Björck[2, (pp. 165—171)] presents an excellent survey of solution approaches for the weighted least squares problem. Direct solution of the normal equations (as illustrated in our simple R implementation of the IRLS algorithm above) is potentially numerically unstable and not generally advised. The brief survey in Björck is really fascinating reading. His cited references show us that even standard Householder QR decomposition can give poor accuracy for stiff problems unless it's modified to include column and row pivoting. It turns out that the perhaps the simplest numerically stable implementation for solving the linear system within the IRLS method is the Givens QR algorithm, shown by Anda and Park[1].
In practice, with judicious monitoring of the entries of $W$ (in particular the stiffness $\max_j(W_{j,j})/\min_j(W_{j,j})$) and the quantities $g'(\eta)$ and $\mathrm{var}(g(\eta))$, we can choose among the most stable and convenient solution methods and simply warn the user when the algorithm gets into trouble numerically. R achieves this in its own glm.fit implementation by using a Householder QR decomposition of $WA$ with column pivoting, modified to reveal the rank of the matrix at each step. See Edge cases section below for a discussion of this topic.

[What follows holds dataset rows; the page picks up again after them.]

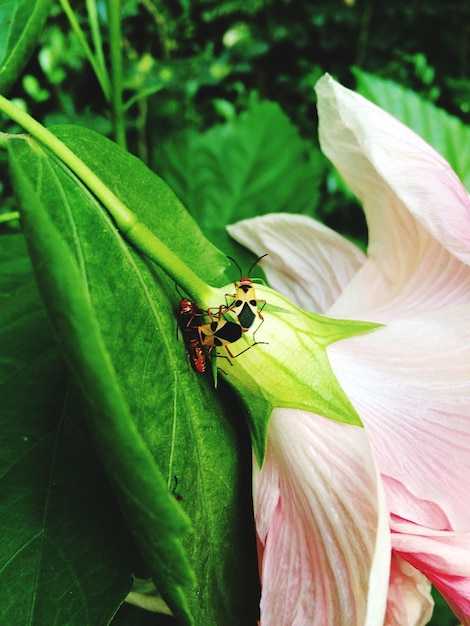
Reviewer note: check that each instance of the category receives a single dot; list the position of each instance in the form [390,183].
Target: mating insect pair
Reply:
[202,336]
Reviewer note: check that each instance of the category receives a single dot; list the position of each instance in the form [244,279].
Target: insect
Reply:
[245,304]
[190,318]
[219,332]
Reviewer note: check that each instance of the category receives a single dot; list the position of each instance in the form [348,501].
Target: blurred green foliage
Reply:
[192,64]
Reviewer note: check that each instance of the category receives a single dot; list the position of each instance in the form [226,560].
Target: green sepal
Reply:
[289,366]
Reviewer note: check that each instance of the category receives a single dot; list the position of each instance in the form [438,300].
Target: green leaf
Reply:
[445,133]
[149,197]
[62,535]
[21,23]
[114,315]
[253,165]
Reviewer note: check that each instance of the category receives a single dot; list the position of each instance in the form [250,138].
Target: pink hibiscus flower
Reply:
[354,522]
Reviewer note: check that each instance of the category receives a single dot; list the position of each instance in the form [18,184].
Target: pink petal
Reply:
[442,556]
[322,524]
[394,173]
[418,213]
[410,384]
[307,262]
[409,597]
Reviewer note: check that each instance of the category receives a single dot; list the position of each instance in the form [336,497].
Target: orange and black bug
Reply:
[245,304]
[190,318]
[219,332]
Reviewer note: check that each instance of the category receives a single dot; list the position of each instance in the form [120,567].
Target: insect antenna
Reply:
[236,264]
[256,262]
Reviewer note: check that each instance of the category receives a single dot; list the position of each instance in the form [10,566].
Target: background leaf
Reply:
[175,413]
[62,534]
[254,164]
[21,23]
[446,134]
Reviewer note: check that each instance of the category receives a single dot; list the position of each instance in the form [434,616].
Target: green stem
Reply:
[9,217]
[99,70]
[114,23]
[135,231]
[93,20]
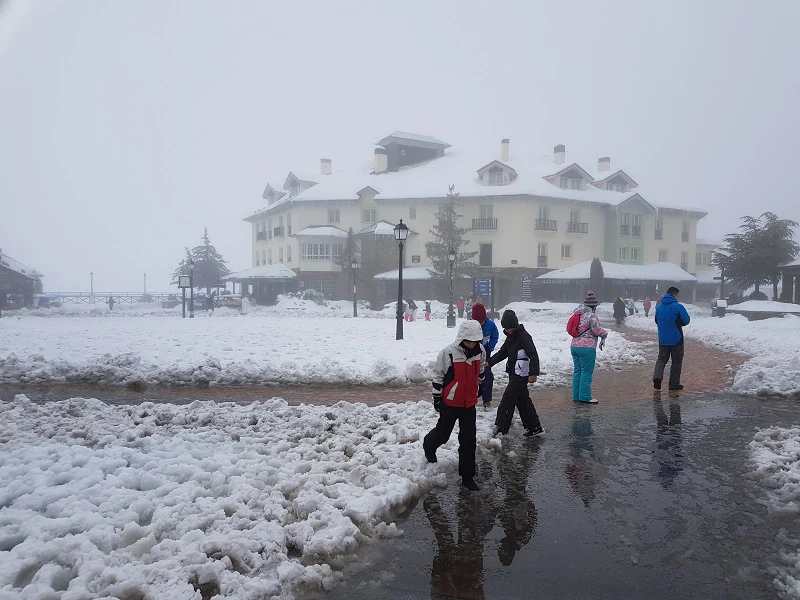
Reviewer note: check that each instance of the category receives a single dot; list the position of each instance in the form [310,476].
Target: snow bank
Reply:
[160,500]
[775,452]
[773,344]
[257,349]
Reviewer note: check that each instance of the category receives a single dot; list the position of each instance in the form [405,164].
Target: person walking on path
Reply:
[619,310]
[671,318]
[647,305]
[584,349]
[522,368]
[490,337]
[457,378]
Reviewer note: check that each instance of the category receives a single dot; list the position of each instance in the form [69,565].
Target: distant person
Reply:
[490,337]
[619,310]
[584,349]
[646,305]
[671,318]
[522,368]
[457,378]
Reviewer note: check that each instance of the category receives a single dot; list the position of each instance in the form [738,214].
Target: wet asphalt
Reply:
[653,499]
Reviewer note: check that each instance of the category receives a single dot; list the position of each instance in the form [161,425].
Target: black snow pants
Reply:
[466,436]
[516,396]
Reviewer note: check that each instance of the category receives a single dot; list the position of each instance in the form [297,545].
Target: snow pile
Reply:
[254,350]
[773,344]
[162,501]
[765,306]
[775,453]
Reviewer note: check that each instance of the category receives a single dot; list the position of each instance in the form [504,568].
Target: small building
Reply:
[18,283]
[263,284]
[790,273]
[628,281]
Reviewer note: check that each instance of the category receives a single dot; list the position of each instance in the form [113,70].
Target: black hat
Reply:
[509,320]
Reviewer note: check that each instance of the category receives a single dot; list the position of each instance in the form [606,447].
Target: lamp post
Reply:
[400,234]
[354,266]
[191,289]
[451,315]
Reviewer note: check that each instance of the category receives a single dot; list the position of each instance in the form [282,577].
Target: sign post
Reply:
[183,283]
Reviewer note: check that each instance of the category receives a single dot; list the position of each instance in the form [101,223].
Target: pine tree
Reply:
[449,236]
[596,278]
[752,256]
[209,266]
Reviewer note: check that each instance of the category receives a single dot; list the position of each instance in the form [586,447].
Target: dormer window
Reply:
[571,183]
[497,177]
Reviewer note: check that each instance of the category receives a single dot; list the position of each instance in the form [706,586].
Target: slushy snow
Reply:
[161,501]
[775,452]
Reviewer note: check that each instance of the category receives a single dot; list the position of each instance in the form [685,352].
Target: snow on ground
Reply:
[765,306]
[775,452]
[773,346]
[159,500]
[264,346]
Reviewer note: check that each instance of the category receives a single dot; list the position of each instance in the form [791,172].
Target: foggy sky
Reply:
[125,128]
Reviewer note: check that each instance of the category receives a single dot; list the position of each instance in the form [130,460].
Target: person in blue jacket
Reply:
[490,337]
[671,318]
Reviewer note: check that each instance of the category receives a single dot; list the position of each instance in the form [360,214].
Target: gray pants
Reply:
[666,353]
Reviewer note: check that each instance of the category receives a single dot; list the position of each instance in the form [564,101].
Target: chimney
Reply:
[505,149]
[381,161]
[560,154]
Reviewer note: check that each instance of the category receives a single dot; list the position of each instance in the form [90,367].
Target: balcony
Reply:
[546,225]
[575,227]
[485,224]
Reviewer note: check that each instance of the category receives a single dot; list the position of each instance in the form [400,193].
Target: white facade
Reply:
[535,213]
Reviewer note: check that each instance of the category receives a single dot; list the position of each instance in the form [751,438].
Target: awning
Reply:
[279,271]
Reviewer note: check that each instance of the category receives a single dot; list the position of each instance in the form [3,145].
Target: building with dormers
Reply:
[528,212]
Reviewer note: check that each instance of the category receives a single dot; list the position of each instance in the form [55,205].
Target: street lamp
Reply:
[354,266]
[451,315]
[400,234]
[191,289]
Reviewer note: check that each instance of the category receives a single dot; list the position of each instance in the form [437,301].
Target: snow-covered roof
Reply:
[321,231]
[383,228]
[794,263]
[279,271]
[397,136]
[432,178]
[662,271]
[16,266]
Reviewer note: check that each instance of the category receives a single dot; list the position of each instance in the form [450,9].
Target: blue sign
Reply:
[482,287]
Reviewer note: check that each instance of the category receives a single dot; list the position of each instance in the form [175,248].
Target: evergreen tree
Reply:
[449,236]
[753,255]
[209,266]
[596,278]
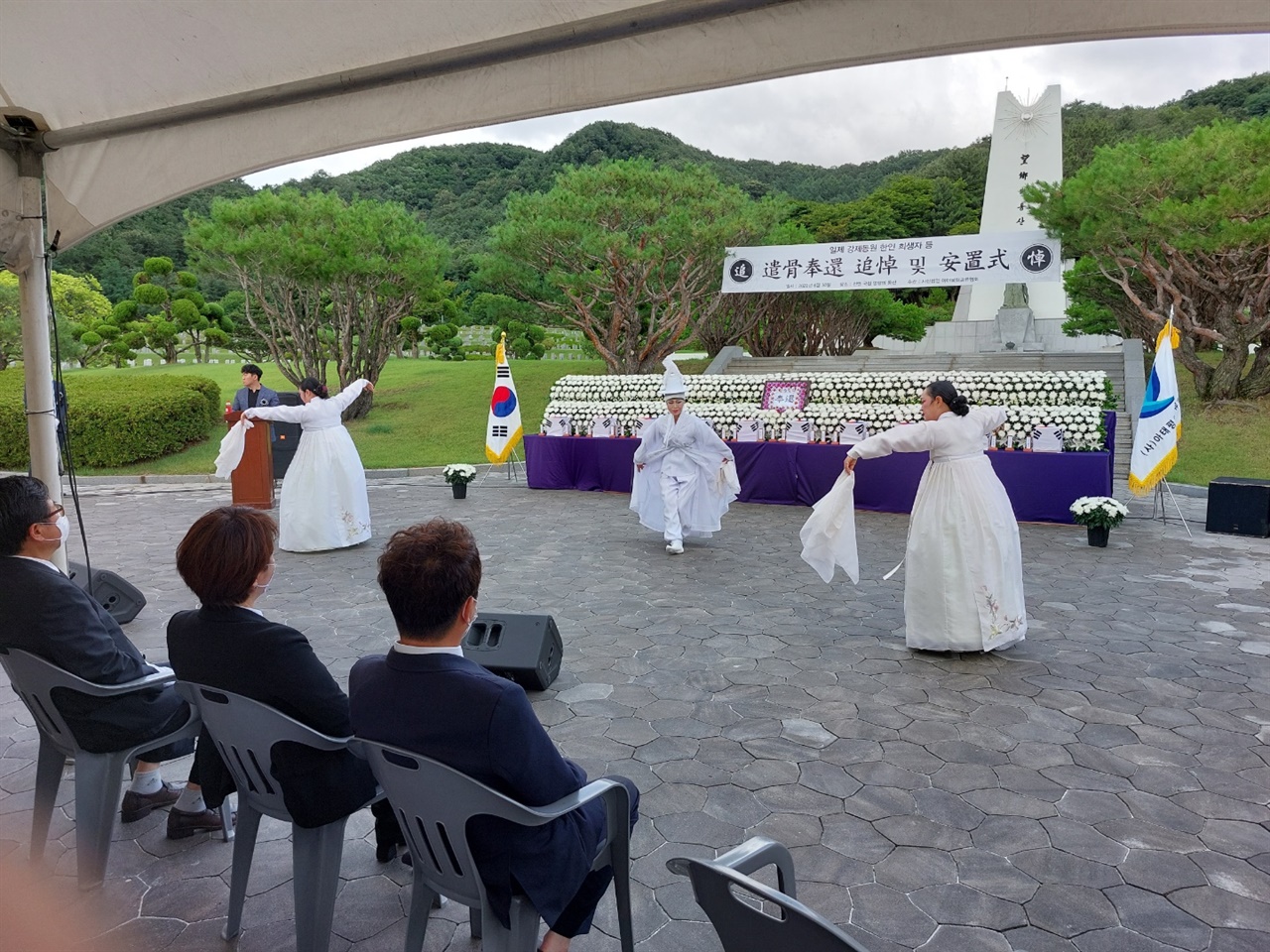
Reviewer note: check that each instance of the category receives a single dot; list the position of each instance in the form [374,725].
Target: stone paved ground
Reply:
[1102,787]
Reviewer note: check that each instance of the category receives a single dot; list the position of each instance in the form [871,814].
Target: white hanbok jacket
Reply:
[962,565]
[691,449]
[324,503]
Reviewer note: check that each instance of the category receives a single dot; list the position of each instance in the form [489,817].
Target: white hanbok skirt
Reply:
[324,503]
[962,567]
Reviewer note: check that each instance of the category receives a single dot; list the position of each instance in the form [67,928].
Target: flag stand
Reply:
[1159,503]
[515,467]
[1160,507]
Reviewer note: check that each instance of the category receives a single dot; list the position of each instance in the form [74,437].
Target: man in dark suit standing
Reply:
[48,615]
[426,697]
[253,393]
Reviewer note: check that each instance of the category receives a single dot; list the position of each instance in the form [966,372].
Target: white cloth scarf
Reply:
[231,448]
[829,534]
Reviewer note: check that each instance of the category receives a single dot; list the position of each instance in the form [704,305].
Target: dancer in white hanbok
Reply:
[685,475]
[962,566]
[324,503]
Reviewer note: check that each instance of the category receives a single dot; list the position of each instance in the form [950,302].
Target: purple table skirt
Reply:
[1040,485]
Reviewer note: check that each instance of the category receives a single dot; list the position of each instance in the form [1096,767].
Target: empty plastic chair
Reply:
[98,777]
[245,731]
[720,889]
[434,803]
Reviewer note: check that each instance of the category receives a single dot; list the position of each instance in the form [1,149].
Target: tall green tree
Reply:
[324,280]
[1192,218]
[171,312]
[626,252]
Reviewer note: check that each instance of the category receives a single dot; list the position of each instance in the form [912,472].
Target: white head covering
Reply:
[672,381]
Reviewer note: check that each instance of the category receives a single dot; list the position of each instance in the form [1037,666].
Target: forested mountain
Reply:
[460,190]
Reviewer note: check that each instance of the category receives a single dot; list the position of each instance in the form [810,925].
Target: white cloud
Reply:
[866,113]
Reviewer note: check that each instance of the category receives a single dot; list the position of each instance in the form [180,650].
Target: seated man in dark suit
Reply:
[426,697]
[253,393]
[48,615]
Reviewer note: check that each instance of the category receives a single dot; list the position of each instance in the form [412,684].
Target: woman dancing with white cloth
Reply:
[324,503]
[962,565]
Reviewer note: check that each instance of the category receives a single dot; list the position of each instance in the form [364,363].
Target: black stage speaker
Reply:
[114,594]
[286,436]
[525,648]
[1238,507]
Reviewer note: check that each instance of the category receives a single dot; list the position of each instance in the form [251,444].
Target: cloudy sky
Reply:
[870,112]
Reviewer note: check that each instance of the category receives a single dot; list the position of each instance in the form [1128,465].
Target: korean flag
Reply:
[503,430]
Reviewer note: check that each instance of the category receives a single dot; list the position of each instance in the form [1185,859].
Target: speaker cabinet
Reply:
[119,598]
[1238,507]
[525,648]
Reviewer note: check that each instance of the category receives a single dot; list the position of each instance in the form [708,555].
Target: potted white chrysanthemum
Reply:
[1098,516]
[458,475]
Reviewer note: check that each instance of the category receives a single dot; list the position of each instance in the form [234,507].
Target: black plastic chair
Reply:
[98,777]
[434,803]
[245,731]
[728,895]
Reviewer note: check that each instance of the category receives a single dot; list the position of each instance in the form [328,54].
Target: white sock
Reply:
[190,801]
[148,782]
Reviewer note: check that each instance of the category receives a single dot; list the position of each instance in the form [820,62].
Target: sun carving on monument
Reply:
[1026,121]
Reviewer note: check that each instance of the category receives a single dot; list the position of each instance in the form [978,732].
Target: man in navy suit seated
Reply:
[253,393]
[426,697]
[46,613]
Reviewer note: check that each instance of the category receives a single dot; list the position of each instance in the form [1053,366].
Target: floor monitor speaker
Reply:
[525,648]
[118,597]
[1238,507]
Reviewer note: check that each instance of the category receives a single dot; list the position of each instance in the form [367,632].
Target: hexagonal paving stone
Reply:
[1070,910]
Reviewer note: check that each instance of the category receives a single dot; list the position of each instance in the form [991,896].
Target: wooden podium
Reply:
[253,479]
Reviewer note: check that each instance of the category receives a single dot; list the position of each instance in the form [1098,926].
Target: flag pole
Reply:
[1170,490]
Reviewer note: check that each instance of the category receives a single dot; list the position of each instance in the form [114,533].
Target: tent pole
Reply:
[36,357]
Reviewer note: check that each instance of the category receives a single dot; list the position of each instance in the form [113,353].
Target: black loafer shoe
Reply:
[137,806]
[182,823]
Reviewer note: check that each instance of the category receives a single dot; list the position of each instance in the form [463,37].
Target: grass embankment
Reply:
[1220,440]
[427,413]
[431,413]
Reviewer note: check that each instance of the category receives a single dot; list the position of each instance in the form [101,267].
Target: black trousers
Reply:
[575,918]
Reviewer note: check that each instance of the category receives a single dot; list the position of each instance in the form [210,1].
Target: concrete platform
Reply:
[1102,787]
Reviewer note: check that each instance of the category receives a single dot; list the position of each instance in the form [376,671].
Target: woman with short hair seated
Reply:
[226,558]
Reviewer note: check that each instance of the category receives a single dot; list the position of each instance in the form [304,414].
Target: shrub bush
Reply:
[118,419]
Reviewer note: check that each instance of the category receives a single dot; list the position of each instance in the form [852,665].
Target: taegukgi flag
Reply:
[1160,424]
[503,431]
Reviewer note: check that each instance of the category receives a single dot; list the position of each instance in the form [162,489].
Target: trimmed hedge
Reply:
[116,420]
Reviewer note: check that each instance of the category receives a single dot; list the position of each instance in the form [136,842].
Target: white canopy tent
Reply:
[109,108]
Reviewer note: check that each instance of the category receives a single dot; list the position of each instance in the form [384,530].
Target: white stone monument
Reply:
[1026,148]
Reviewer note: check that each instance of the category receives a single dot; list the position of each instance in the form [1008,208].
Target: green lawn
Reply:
[427,413]
[431,413]
[1220,440]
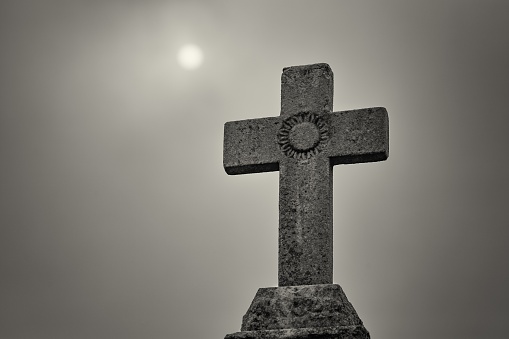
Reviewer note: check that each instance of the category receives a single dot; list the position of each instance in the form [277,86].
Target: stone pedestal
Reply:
[301,312]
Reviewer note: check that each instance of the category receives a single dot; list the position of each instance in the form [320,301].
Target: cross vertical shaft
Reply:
[303,144]
[305,179]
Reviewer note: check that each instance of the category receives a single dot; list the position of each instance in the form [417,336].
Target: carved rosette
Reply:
[303,135]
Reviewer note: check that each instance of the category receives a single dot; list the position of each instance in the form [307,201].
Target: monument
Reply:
[303,144]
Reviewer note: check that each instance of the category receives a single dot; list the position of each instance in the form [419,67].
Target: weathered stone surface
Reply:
[299,307]
[344,332]
[303,143]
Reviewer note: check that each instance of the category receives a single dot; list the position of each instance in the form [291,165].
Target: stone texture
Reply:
[299,307]
[303,143]
[291,312]
[345,332]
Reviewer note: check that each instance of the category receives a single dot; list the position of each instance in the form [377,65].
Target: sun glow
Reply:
[190,56]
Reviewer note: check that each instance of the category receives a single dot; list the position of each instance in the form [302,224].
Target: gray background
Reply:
[118,221]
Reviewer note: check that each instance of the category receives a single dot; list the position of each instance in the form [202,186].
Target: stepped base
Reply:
[301,312]
[344,332]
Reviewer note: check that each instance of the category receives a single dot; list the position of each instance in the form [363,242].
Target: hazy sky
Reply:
[118,220]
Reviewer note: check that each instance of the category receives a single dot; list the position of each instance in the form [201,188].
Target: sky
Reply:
[117,219]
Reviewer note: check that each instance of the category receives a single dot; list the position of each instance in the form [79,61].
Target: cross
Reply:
[303,143]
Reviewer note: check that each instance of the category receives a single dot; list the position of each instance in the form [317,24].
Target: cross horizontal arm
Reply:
[360,135]
[250,146]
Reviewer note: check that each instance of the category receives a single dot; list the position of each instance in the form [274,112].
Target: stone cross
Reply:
[303,143]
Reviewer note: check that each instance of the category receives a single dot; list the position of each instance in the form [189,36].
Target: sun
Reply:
[190,56]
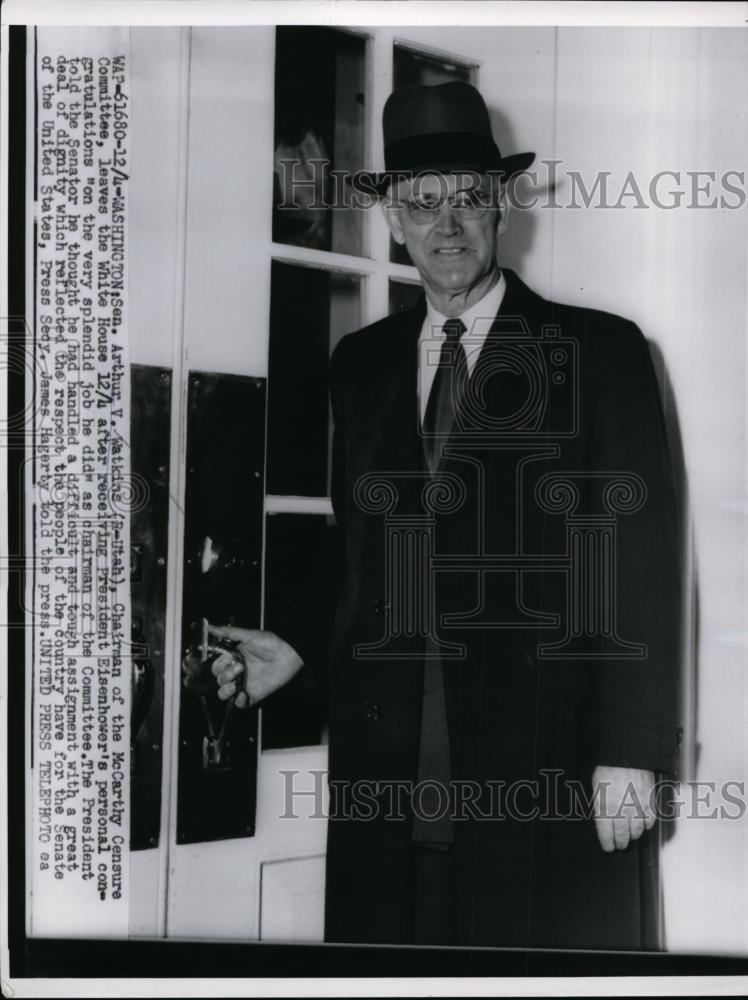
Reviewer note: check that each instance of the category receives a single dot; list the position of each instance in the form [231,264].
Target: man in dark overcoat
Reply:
[500,612]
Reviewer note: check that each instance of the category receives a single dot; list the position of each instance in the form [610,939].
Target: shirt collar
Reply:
[478,319]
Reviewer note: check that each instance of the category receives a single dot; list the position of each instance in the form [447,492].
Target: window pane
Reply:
[409,68]
[310,310]
[319,126]
[402,296]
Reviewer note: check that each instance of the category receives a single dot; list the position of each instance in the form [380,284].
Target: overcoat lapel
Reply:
[400,446]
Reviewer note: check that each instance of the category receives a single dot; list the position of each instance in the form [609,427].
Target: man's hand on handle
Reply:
[261,663]
[623,807]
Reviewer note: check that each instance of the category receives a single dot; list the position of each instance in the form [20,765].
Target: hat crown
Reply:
[428,110]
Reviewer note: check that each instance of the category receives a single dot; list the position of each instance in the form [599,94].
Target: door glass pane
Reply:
[410,67]
[296,714]
[319,126]
[310,310]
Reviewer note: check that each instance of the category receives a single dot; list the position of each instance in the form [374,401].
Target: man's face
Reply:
[455,254]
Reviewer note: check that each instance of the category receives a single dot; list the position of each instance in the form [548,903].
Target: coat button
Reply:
[382,607]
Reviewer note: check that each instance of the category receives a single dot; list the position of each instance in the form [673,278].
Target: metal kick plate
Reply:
[222,584]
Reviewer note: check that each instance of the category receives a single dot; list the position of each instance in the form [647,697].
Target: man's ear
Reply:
[392,216]
[503,223]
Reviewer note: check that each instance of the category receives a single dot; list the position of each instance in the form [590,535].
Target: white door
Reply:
[223,280]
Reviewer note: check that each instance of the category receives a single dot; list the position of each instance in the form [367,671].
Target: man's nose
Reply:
[449,220]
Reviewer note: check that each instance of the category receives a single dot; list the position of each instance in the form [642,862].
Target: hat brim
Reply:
[371,182]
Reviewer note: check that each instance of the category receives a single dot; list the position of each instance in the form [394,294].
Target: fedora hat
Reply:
[444,129]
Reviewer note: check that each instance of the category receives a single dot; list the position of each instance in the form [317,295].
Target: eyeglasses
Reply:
[468,205]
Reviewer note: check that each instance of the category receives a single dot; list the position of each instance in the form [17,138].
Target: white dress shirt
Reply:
[478,320]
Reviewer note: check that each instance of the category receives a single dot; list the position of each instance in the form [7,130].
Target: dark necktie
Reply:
[446,392]
[434,756]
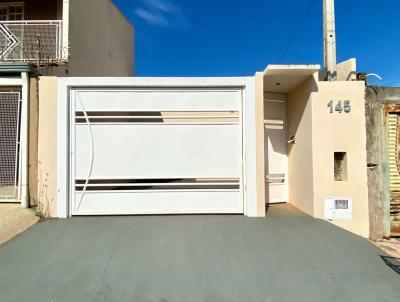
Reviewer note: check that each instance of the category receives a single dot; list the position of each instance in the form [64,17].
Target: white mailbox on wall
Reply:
[338,208]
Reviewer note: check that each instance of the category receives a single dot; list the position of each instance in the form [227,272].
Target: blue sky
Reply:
[234,38]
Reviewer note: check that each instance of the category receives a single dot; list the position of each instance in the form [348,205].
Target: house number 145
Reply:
[340,106]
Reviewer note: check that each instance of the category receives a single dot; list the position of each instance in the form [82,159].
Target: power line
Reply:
[303,21]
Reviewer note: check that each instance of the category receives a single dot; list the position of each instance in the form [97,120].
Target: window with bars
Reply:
[12,12]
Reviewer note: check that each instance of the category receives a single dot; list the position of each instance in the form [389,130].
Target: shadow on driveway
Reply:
[287,256]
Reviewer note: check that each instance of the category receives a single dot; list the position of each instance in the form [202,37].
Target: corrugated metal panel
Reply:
[393,151]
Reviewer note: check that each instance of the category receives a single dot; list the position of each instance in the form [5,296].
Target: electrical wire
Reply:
[303,21]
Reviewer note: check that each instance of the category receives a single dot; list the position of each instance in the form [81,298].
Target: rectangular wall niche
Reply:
[340,166]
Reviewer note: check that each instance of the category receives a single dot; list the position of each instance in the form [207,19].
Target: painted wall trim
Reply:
[249,126]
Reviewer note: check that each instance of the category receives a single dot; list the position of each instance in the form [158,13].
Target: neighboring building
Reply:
[383,141]
[38,39]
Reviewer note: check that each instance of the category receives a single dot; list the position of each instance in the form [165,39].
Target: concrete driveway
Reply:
[286,257]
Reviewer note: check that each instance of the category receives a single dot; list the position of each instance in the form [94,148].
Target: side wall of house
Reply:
[378,101]
[47,146]
[301,190]
[101,40]
[341,132]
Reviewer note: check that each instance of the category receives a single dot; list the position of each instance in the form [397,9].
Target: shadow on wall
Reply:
[392,262]
[298,100]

When the link function is the identity function and the error distribution function of $e$ is Gaussian with mean zero and variance one, then the IRLS algorithm becomes:
We already sketched a simple implementation of the IRLS algorithm above (see IRLS). Recall that that method can suffer from potential numerical instability. We consider variations of that method in this section that focus on numerical stability and performance.
Perhaps the most important performance considerations for a good GLM/IRLS implementation are:
This method was defined by O'Leary[9]. The idea is to compute a QR factorization of the model matrix $A$ once, possibly by a rank-revealing QR method to identify problematic model matrices at the start. The factorization is then used in the IRLS iteration.
irls_qrnewton = function(A, b, family=binomial, maxit=25, tol=1e-08) { s = t = 0 QR = qr(A) Q = qr.Q(QR) R = qr.R(QR) for(j in 1:maxit) { g = family()$linkinv(t) gprime = family()$mu.eta(t) z = t + (b - g) / gprime W = as.vector(gprime^2 / family()$variance(g)) wmin = min(W) if(wmin < sqrt(.Machine$double.eps)) warning("Tiny weights encountered") s_old = s C = chol(crossprod(Q, W*Q)) s = forwardsolve(t(C), crossprod(Q,W*z)) s = backsolve(C,s) t = Q %*% s if(sqrt(crossprod(s - s_old)) < tol) break } x = backsolve(R, crossprod(Q,t)) list(coefficients=x,iterations=j) }
This is a pretty cool IRLS implementation. It only uses the orthonormal $Q$ matrix and the current set of weights in each step. That results in potentially much better numerical stability than our earlier simple implementation IRLS. Positive-definiteness for the Cholesky factorization is easily checked in each iteration by examining the diagonal entries of the weight matrix.
The computations rely on the QR and Cholesky factorizations and matrix multiplication, all available to R from high-performance tuned BLAS and LAPACK libraries like the Intel MKL, AMD ACML, OpenBlas (Goto), or ATLAS. That means that if you have one of those BLAS libraries installed and linked to R, then this method will take advantage of available CPU vectorized instrucions and multithreading and run fast.
R's native IRLS method embedded in its glm.fit function computes a QR decomposition of the weighted matrix $WA$ in each iteration step. O'Leary's QR Newton method shown above instead only computes one QR factorization of $A$ at the start. It then monitors possible numerical problems by checking the size of the smallest diagonal element of the weight matrix in each step.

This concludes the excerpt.